March 20, 2012

JOHN CHAMBERLAIN AT THE GUGGENHEIM


There is something slightly unsettling about seeing Chamberlaine's works. Almost like seeing a dead body wash ashoreOr picking through a trash bin and finding a lost child. Seeing something in his sculptures that once belonged to something else, soemthing that once was- crying out to be released from the crumpled confines of it's new predicament. An object that once had pride in itself, a purpose, and a maker, now bent over in imprisonment, subjugated to gawkers. To say "Release me from man." 

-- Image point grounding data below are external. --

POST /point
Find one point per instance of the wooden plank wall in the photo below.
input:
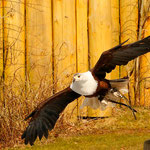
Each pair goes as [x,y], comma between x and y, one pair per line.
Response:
[43,43]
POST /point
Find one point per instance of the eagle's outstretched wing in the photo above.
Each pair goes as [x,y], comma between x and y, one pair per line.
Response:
[120,55]
[44,117]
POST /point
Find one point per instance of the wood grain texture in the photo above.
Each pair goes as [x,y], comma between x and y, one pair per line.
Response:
[64,38]
[129,27]
[39,45]
[145,62]
[82,44]
[14,46]
[100,37]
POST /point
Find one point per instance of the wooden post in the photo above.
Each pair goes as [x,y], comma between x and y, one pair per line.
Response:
[100,38]
[147,145]
[145,66]
[14,47]
[1,50]
[115,32]
[64,38]
[129,27]
[82,44]
[39,46]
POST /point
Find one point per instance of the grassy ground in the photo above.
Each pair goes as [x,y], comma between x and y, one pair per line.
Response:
[119,132]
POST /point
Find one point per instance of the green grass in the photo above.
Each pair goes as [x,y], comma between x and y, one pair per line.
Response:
[109,141]
[119,132]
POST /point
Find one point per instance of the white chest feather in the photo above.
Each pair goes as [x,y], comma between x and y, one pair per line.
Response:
[87,85]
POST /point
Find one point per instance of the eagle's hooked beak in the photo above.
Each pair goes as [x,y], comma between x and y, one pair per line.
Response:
[75,78]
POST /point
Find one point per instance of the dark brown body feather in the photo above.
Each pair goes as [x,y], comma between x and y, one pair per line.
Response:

I feel Chamberlain is the mortal enemy of Josef Hoffmann, who proclaims the unity between designer, craftsman, and consumer. The joy of the object is in the thought process, the care of the craft, and the enjoyment of the user. Chamberlain seems to dismiss completely this love, murdering objects for his own usage instead. 


I find his artwork forceful and egotistically macho. As if he chooses his medium based on his physical strength. Rawness, steel, strength, americana, young men, muscle cars - all of these things bound together, mashed, manipulated, squeezed, forced, bent - all to show his strength over these objects. 

And the paint that tops each of these beings are like that last proclamation of "You are mine! Here, I have marked you as mine." That last shiver, that last shout of exultation. 
Or like a slasher's blood on its victims. Slain across each breast as a final marking, a final humiliation for one, and a prideful signature of the other. Congealing in drips, running and pooling in sweet rust and iron. 


 "Kiss #12" 1979 
Painted Steel



An oilcan laying on the floor beaten and defeated. Painted and made up in brightly feminine colors like a done up housewife in lipstick, apron, and pearls. Now laying crumpled and defeated, twisted and broken. Why? She seems to ask. What have I done wrong?